Murder of Judge Falcone: The plot that changed Italy
30 years ago today, mafia hunter Giovanni Falcone was killed by a bomb in Sicily. The assassination is burned into Italy’s national memory.
Miraculously, Giuseppe Costanza survived the attack. “They found me passed out in the back seat. They thought I wouldn’t make it either. They had already prepared the coffin for me. But then I woke up.” Giovanni Falcone’s driver is on his way from Palermo airport to Capaci, just like 30 years ago.
At that time, exceptionally, he sat in the back, Judge Falcone drove himself. The Mafia had deposited the bomb in a drain pipe below the street and remotely detonated it around 6 p.m. 500 kilograms of TNT explosive tore a huge crater in the asphalt, the highway was blown away. In addition to Falcone, his wife and three bodyguards died. The Sicilian Cosa Nostra had struck.
There were protests in many places
Nothing was the same for Costanza after May 23. Just like in his native Sicily. People gathered in front of Falcone’s house in Palermo and hung photos, drawings and messages of peace on a fig tree. There were protests in many places, people reacted and became active.
Before that, as the mayor of Palermo, Leoluca Orlando, recalls, it was different. In the 1970s and 1980s it wasn’t just the mafia that existed. “The mafia had the face of corrupt bishops, mafia-like ministers, it had the face of people who didn’t speak, couldn’t hear or see and who became allies of the mafia because they gave up their freedom and their dignity.”
A second murder a few weeks later
Falcone had not been dissuaded, he brought hundreds of Mafiosi to the dock. In the so-called Maxi-Trial from the mid-1980s, he worked meticulously and undeterred as an investigating judge. Numerous criminals were sentenced to long prison terms. He worked hand-in-hand with his childhood friend, judge Paolo Borsellino. He too was murdered by the Sicilian Mafia a few weeks after Falcone.
During the investigation, Falcone had a lot to do with US police forces, says Italy’s top mafia hunter, Maurizio Vallone, who heads the anti-mafia agency DIA. From this American experience, Falcone understood the need to centralize work and take the new model to the international level to fight organized crime. This laid the foundation for the Direzione Investigative Antimafia, together with the special Antimafia public prosecutors.
“Follow the Money”
With the assassination of the civil servant Falcone, the fight against the mafia is now a national task, and the whole country seems to have been ripped out of a lethargy.
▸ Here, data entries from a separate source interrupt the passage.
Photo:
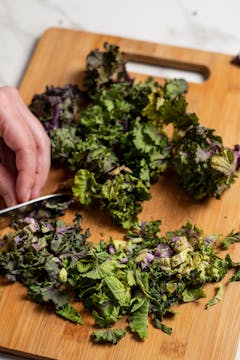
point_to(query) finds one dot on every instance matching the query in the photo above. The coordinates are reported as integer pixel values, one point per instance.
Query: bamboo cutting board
(30, 330)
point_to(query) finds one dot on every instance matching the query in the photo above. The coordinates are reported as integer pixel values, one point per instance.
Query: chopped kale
(140, 277)
(105, 67)
(112, 336)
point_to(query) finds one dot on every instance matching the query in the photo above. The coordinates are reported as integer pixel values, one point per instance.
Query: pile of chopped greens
(140, 277)
(112, 137)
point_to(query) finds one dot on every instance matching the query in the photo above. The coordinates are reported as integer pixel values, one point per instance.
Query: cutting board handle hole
(166, 68)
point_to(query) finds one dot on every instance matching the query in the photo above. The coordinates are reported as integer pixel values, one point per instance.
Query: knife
(7, 214)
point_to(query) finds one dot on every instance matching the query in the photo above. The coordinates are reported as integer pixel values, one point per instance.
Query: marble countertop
(206, 25)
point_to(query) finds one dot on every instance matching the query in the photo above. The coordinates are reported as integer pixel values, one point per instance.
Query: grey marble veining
(211, 25)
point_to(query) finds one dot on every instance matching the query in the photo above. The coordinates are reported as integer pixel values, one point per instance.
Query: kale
(57, 106)
(105, 67)
(113, 137)
(140, 277)
(230, 239)
(112, 336)
(204, 166)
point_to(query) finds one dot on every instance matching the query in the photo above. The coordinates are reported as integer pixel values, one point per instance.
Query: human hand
(24, 150)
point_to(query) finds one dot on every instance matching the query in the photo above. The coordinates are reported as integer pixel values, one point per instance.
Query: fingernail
(26, 196)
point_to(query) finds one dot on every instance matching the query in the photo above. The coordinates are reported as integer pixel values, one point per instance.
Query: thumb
(7, 186)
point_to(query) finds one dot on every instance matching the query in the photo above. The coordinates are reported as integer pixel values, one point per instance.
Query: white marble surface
(207, 24)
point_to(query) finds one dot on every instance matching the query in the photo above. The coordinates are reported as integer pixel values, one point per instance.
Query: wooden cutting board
(30, 330)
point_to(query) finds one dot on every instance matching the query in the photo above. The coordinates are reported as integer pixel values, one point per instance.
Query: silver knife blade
(7, 214)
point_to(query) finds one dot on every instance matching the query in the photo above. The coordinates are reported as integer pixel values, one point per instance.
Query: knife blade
(7, 214)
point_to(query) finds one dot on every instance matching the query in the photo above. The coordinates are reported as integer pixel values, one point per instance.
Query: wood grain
(25, 327)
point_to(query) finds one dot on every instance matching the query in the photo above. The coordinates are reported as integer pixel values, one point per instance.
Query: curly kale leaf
(58, 106)
(205, 168)
(105, 67)
(120, 195)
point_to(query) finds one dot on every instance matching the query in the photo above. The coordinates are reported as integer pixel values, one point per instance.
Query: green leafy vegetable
(229, 240)
(140, 277)
(108, 336)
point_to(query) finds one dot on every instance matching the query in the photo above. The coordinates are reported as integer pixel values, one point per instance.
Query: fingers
(43, 147)
(24, 134)
(7, 186)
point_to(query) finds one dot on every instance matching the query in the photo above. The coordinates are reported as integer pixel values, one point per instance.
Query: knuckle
(6, 93)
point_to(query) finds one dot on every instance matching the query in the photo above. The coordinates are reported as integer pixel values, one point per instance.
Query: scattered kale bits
(140, 277)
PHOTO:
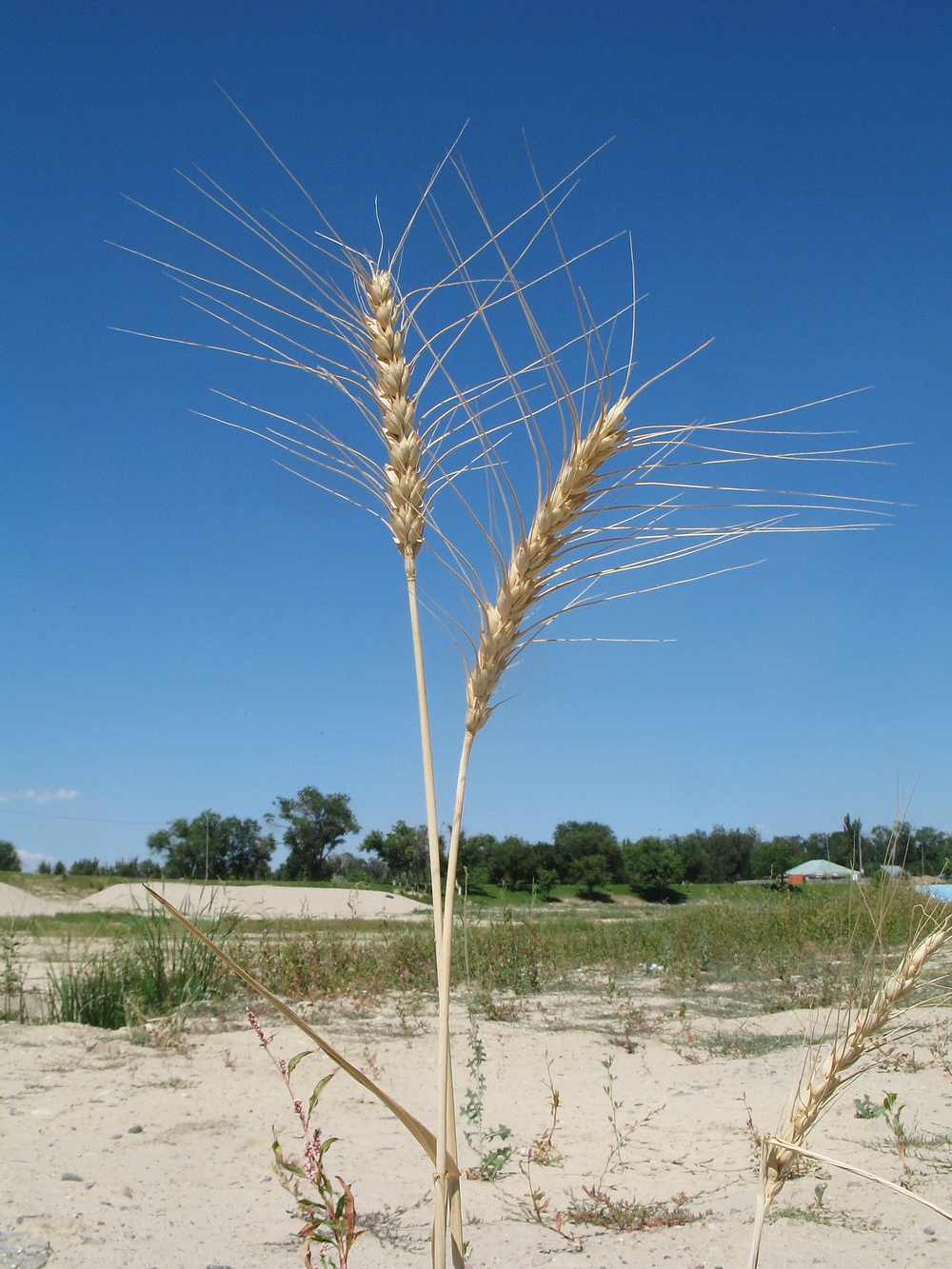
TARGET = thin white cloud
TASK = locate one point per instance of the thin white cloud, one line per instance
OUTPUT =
(41, 796)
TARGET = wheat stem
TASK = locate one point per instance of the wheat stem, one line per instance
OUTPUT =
(406, 499)
(845, 1051)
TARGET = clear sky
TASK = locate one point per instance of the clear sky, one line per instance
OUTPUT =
(187, 625)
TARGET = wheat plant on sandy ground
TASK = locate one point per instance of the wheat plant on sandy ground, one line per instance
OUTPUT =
(501, 450)
(853, 1036)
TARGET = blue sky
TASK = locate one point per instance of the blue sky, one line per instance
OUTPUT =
(188, 625)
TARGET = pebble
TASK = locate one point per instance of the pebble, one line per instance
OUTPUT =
(19, 1256)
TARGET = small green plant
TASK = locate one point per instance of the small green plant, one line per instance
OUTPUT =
(864, 1108)
(150, 975)
(11, 980)
(544, 1150)
(537, 1207)
(491, 1158)
(602, 1208)
(620, 1138)
(329, 1215)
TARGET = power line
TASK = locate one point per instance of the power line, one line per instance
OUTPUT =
(76, 819)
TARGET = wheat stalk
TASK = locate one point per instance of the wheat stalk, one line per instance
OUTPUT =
(830, 1071)
(502, 622)
(406, 483)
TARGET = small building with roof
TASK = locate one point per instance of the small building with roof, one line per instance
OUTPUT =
(819, 869)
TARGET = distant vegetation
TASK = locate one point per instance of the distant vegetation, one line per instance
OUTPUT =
(585, 856)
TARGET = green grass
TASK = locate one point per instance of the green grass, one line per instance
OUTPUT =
(152, 970)
(777, 949)
(775, 937)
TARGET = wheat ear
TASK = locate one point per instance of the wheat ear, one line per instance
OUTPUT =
(406, 496)
(406, 485)
(503, 627)
(829, 1074)
(847, 1050)
(533, 557)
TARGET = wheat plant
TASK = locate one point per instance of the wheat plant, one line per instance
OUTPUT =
(497, 454)
(855, 1032)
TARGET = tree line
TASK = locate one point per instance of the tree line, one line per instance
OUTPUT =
(585, 854)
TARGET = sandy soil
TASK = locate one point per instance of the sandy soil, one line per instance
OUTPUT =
(308, 902)
(126, 1155)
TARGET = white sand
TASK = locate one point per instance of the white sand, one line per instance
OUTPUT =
(194, 1189)
(262, 902)
(19, 902)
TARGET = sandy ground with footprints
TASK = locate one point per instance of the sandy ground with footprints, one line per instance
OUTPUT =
(158, 1155)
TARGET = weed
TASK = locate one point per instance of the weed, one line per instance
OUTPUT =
(941, 1046)
(544, 1150)
(897, 1060)
(149, 976)
(11, 980)
(620, 1136)
(743, 1043)
(536, 1206)
(602, 1208)
(864, 1108)
(330, 1218)
(491, 1158)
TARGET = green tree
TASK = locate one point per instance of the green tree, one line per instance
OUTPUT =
(215, 846)
(693, 856)
(315, 825)
(86, 868)
(592, 876)
(404, 850)
(772, 858)
(10, 860)
(575, 839)
(651, 867)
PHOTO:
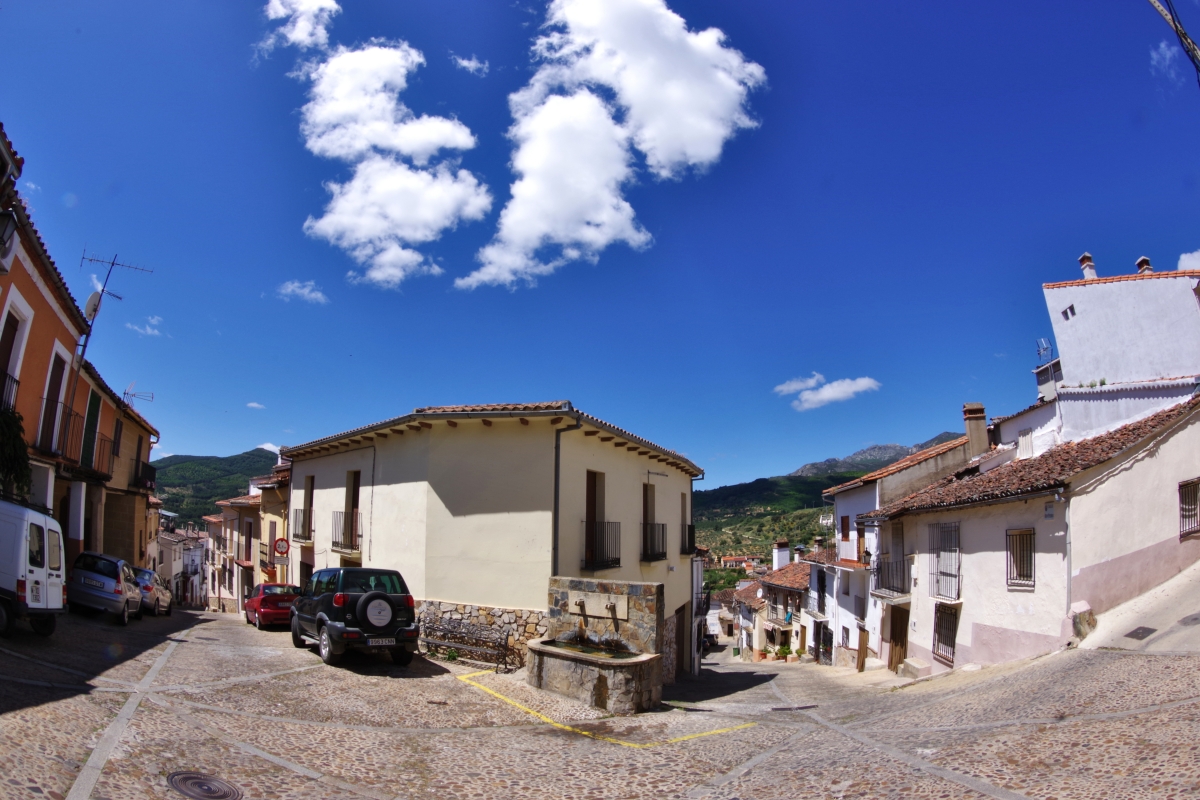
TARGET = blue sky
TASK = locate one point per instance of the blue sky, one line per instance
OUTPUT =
(867, 192)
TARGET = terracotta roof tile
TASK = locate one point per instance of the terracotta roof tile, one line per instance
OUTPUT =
(793, 575)
(900, 465)
(1119, 278)
(1050, 470)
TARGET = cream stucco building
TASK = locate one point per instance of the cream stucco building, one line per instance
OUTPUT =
(479, 505)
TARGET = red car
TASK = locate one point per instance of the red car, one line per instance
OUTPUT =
(270, 603)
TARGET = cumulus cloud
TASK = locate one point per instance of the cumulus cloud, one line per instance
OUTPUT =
(1189, 260)
(306, 290)
(406, 188)
(306, 23)
(1167, 61)
(799, 384)
(834, 392)
(641, 80)
(472, 65)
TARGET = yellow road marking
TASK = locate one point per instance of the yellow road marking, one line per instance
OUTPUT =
(589, 734)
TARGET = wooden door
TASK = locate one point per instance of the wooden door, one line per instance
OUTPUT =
(899, 637)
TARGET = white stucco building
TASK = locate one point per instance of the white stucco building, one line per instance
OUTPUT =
(479, 505)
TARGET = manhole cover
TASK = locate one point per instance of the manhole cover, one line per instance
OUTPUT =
(203, 787)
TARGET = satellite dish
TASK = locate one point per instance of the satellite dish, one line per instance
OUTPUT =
(91, 306)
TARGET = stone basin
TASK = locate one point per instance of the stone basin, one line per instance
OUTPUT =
(617, 681)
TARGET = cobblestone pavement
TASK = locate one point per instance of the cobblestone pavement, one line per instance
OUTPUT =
(103, 711)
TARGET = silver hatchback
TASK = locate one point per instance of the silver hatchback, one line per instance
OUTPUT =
(105, 583)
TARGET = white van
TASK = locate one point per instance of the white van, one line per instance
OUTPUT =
(31, 569)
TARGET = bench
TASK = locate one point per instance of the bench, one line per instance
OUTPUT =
(468, 641)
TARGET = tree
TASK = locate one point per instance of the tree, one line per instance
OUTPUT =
(16, 476)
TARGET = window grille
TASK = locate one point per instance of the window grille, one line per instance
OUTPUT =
(946, 630)
(1020, 558)
(1189, 507)
(945, 560)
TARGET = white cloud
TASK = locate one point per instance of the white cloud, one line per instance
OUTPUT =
(472, 65)
(1189, 262)
(1165, 60)
(834, 392)
(678, 96)
(306, 290)
(799, 384)
(148, 329)
(388, 205)
(306, 23)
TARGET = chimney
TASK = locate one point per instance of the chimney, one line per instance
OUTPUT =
(977, 428)
(781, 554)
(1087, 265)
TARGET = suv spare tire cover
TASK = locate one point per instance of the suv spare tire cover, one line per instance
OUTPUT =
(375, 609)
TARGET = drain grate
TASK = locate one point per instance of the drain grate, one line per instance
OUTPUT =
(199, 786)
(1140, 632)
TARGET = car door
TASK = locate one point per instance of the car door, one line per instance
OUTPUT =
(36, 575)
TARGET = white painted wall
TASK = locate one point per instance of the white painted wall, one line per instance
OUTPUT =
(1138, 330)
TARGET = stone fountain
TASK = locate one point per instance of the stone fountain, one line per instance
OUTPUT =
(603, 644)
Mayor Orlando, who is himself under police protection for his fight against the mafia, believes that 1992 saw the transition from the isolated struggle of a few prosecutors, a few churchmen, a few politicians and a few businessmen to a people’s struggle.
Italy passed tough anti-mafia laws that arrested bosses and members of the Sicilian Cosa Nostra, the Calabrian N’drangheta or the Neapolitan Camorra. Following Falcone’s motto – “Follow the money” – the investigators reconstruct the origin and destination of money flows and uncover money laundering.
Mafia in the Metaverse
But organized crime has also become modern. The N’drangheta, the most powerful organization, has been paying for drug trafficking with bitcoin and other electronic currencies for more than 15 years, according to DIA director Vallone. “Today, the mafia is more present in the metaverse than in the dark network worlds, some of which are still unknown.
The challenge is therefore to do justice to the players at international level in the face of these high-tech issues. “Because they allow the gangsters to communicate with each other, move money around and launder large sums of money that come from illegal trafficking, especially drug trafficking.”
“The mafia is not invincible”
Mafiosi feel at home in the metaverse, which creates a reality in a digital way. According to Vallone, they graduated from the most important universities in the world, such as MIT near Boston or in London. Now, for example, you could set up a virtual casino in the virtual world and earn electronic money.
The mafia also uses NFTs – non-fungible tokens. These are unique and unchangeable and will be stored on the blockchain. This allows money to be moved without being able to track it immediately. Mafia hunter Vallone is still confident, he reminds of what Falcone always said. “The mafia is not invincible, it is a human factor. And like all human things, it has a beginning and it will have an end.”
30 years after Falcone’s death, his successors, like Vallone, are convinced that the Mafia will end. The question, however, is how quickly that will happen.